Cheesecake Filled Chocolate Easter Eggs

Recipe by Ambervim
READY IN: 25mins
YIELD: 8 eggs




  • Using a small serrated knife, carefully remove the tops of the chocolate eggs. Heating the knife under warm water will make this easier and neater. I like jagged edges.
  • Place the eggs in the fridge to keep them chilled while you prepare the cheesecake filling, you can use egg cups or your fridge egg holder (Don't use a cardboard egg carton).
  • Place the cream cheese, icing sugar, lemon juice and vanilla in a large mixing bowl and beat on high until the mixture is smooth and fluffy, about 3-4 minutes.
  • Set aside and carefully whip the cream in a separate mixing bowl to stiff peaks.

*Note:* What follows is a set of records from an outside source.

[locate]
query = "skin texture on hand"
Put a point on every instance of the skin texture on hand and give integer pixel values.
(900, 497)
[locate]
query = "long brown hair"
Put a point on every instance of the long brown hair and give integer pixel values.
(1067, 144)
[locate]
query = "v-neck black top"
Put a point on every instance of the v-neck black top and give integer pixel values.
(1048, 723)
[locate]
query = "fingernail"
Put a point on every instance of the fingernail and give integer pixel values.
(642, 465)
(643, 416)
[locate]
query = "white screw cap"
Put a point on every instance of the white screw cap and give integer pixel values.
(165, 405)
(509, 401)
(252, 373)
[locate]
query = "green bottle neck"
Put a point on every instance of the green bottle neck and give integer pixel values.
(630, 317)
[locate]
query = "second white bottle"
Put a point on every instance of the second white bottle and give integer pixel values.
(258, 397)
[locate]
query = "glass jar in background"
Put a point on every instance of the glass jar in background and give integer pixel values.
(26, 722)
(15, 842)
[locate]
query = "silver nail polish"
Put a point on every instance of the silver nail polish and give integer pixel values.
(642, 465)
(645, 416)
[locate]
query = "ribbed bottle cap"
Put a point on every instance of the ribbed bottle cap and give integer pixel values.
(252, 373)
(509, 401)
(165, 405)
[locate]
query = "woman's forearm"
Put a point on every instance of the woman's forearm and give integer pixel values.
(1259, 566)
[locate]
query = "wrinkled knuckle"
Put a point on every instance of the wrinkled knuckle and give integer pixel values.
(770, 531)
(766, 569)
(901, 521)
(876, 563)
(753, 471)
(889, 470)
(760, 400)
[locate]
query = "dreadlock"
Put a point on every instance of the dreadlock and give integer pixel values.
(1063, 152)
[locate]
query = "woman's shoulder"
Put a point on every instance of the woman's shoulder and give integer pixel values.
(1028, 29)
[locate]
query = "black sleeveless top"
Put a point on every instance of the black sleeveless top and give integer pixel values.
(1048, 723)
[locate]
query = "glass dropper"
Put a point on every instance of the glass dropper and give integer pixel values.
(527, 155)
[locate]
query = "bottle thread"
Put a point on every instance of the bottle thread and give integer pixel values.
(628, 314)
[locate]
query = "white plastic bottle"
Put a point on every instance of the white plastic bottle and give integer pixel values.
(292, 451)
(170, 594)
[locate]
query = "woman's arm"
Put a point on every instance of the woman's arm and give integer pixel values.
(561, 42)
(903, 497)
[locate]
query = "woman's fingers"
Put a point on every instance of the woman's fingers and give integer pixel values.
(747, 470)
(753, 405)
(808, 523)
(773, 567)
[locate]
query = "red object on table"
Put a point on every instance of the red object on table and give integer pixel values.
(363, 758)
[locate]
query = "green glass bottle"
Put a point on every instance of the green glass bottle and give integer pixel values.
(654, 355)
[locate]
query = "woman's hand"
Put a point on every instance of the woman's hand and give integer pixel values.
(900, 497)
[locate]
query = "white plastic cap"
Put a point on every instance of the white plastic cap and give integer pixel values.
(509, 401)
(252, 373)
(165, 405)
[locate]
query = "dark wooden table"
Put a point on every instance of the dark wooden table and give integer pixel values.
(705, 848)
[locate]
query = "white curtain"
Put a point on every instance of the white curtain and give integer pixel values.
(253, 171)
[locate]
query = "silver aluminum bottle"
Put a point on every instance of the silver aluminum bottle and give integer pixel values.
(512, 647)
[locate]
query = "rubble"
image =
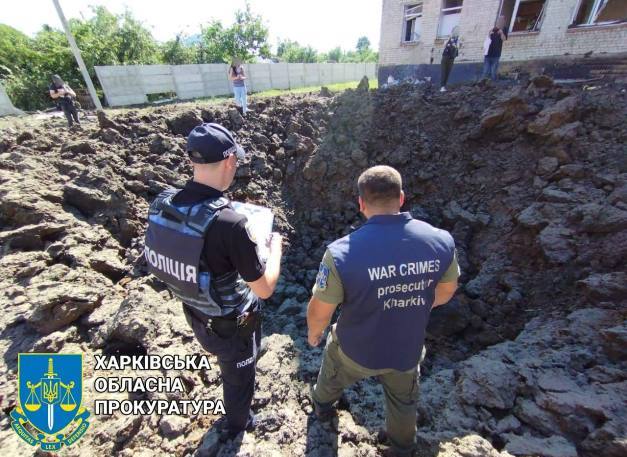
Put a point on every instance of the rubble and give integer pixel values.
(527, 359)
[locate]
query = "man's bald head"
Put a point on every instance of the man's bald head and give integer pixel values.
(381, 187)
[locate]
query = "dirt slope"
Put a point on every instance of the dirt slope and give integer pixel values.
(529, 358)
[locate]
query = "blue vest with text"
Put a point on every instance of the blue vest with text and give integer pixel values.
(389, 269)
(174, 245)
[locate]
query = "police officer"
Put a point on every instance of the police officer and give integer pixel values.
(388, 275)
(64, 95)
(207, 255)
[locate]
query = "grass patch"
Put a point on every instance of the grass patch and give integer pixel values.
(30, 121)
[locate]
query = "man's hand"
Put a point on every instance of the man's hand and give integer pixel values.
(275, 242)
(444, 291)
(264, 286)
(319, 315)
(314, 339)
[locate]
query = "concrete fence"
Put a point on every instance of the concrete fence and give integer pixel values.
(6, 107)
(130, 84)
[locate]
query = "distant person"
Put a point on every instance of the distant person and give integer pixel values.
(387, 276)
(492, 47)
(238, 78)
(64, 95)
(450, 52)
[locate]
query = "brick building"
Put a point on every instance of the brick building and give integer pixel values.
(413, 32)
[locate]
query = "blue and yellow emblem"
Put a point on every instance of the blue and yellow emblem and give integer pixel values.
(50, 392)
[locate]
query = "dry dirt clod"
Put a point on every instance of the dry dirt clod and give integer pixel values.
(528, 359)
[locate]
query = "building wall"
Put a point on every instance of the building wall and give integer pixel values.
(477, 18)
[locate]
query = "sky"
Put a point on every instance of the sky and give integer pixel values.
(323, 24)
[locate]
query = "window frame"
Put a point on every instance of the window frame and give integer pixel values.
(411, 16)
(510, 26)
(593, 14)
(444, 10)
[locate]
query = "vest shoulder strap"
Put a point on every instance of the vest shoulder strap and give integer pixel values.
(199, 220)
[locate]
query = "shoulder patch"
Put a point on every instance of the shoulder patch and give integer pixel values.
(323, 277)
(250, 232)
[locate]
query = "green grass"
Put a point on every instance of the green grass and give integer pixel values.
(29, 121)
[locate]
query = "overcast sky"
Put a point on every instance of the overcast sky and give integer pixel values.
(322, 24)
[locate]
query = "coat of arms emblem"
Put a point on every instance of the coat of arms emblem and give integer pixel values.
(50, 391)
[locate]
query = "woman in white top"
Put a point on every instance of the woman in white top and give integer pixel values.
(238, 78)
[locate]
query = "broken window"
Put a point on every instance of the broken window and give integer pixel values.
(450, 16)
(412, 22)
(598, 12)
(523, 15)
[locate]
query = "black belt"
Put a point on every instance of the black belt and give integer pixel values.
(241, 320)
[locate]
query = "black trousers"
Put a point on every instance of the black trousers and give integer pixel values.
(446, 67)
(237, 358)
(70, 113)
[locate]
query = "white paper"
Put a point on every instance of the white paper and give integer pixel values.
(260, 221)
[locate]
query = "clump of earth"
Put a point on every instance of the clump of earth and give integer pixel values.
(529, 358)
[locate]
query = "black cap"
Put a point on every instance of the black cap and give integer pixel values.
(210, 143)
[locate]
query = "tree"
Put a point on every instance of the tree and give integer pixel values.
(246, 39)
(335, 55)
(292, 51)
(104, 39)
(363, 44)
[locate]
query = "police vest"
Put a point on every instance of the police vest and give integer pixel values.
(174, 245)
(389, 269)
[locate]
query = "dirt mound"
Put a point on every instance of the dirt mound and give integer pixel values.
(529, 180)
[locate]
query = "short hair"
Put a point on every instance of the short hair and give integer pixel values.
(380, 185)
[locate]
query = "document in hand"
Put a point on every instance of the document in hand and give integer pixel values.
(260, 220)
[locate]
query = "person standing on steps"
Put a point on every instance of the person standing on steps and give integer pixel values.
(207, 255)
(492, 48)
(238, 78)
(387, 275)
(64, 96)
(450, 52)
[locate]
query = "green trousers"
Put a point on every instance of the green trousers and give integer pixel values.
(338, 371)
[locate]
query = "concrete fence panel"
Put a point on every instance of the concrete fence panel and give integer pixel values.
(157, 79)
(326, 73)
(129, 84)
(188, 81)
(296, 72)
(312, 74)
(216, 79)
(337, 73)
(259, 77)
(122, 85)
(280, 76)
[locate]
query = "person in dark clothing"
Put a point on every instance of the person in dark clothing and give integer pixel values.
(451, 50)
(207, 255)
(64, 95)
(492, 48)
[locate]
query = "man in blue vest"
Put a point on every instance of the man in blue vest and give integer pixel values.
(207, 255)
(388, 275)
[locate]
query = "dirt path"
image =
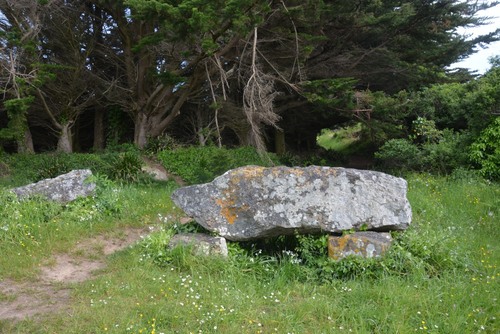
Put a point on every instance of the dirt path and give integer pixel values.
(51, 291)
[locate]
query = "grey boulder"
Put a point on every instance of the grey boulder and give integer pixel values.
(63, 188)
(256, 202)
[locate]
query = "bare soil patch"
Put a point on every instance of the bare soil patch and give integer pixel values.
(51, 292)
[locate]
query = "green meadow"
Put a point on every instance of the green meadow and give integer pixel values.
(440, 276)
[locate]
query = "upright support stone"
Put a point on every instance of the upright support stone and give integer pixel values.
(364, 244)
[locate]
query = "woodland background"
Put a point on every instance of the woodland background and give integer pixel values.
(84, 76)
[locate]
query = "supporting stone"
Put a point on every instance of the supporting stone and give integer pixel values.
(364, 244)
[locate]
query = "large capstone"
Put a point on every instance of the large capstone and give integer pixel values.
(257, 202)
(63, 188)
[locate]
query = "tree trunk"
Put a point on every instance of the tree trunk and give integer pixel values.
(99, 130)
(25, 145)
(141, 130)
(279, 141)
(64, 143)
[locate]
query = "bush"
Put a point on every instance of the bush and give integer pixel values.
(399, 153)
(202, 164)
(485, 151)
(126, 167)
(441, 154)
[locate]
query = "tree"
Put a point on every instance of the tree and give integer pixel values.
(19, 29)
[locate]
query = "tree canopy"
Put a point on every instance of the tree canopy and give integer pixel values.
(76, 73)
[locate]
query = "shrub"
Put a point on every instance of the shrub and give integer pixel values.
(126, 167)
(399, 153)
(485, 151)
(202, 164)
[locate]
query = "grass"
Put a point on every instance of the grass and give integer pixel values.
(455, 230)
(340, 140)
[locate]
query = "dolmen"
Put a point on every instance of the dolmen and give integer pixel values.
(253, 202)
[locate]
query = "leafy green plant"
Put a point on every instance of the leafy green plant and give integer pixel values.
(202, 164)
(485, 151)
(399, 153)
(126, 167)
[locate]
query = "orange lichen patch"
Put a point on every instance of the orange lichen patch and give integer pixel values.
(226, 211)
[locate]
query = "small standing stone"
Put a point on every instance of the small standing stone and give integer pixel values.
(202, 244)
(365, 244)
(63, 188)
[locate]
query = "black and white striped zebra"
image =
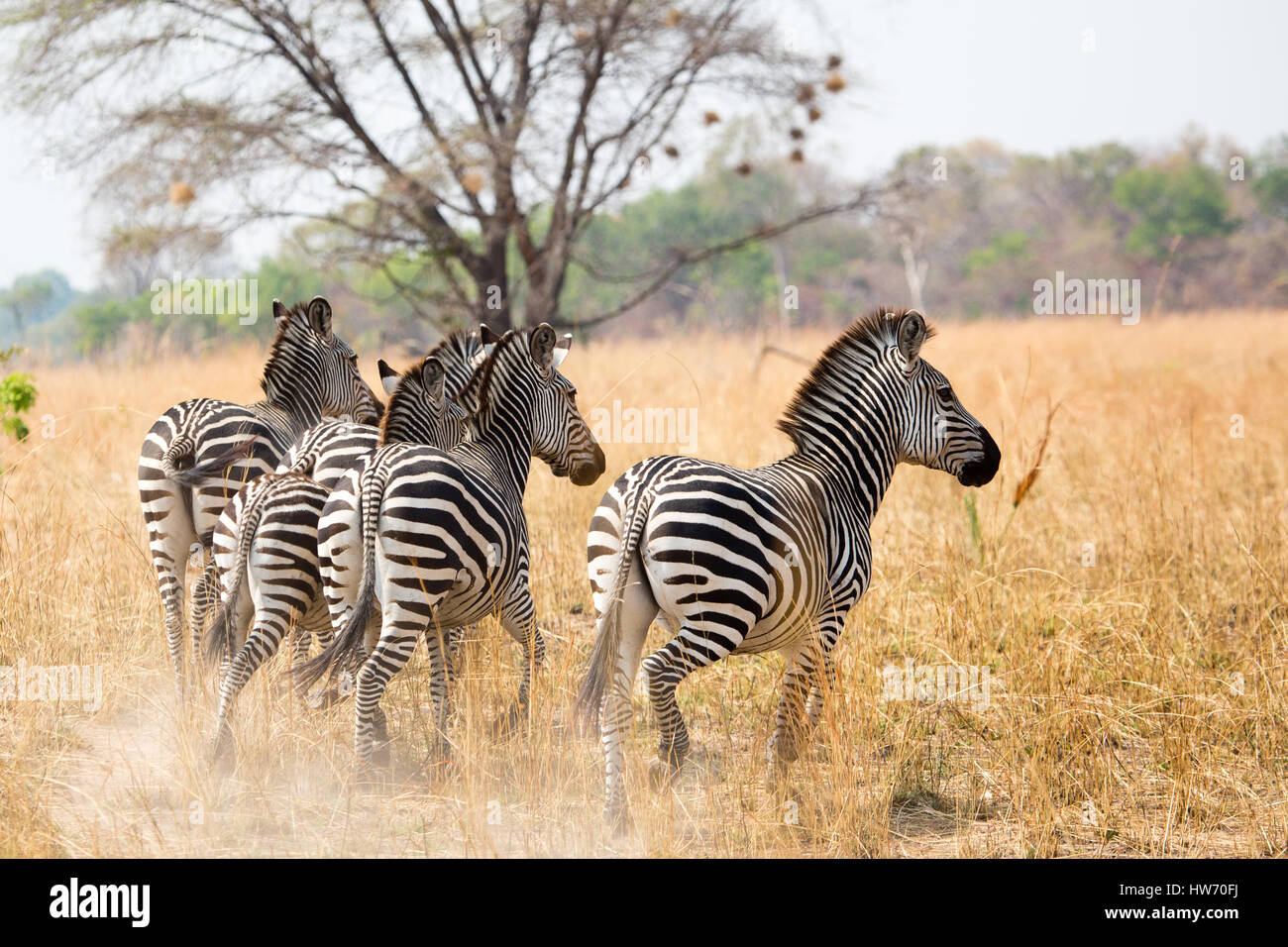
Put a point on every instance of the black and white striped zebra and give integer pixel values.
(329, 450)
(773, 558)
(201, 451)
(445, 540)
(266, 544)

  • Using a whisk, gently combine the whipped cream into the cream cheese mixture until it is smooth.
  • Carefully spoon or pipe the mixture into the prepared chocolate shells. Chill eggs for at least 30 minutes to allow it to set.
  • Prepare the passionfruit sauce; strain passionfruit pulp to remove the seeds and place in a small saucepan with the apricot jam and butter.
  • Gently heat on low, whisking until the butter melts and the mixture is smooth.
  • Remove from the heat and allow to cool.
  • Place in the fridge and chill until it thickens slightly.
  • Using a very small spoon, carefully scoop out a hole in the centre of each cheesecake, about 1/2 inch deep and wide.
  • Fill hole with some of the chilled passionfruit sauce and return the eggs to the fridge to chill again for at least 30 minutes.
  • Remove eggs from the fridge about 10 minutes before serving.
  • Time does not include chilling time.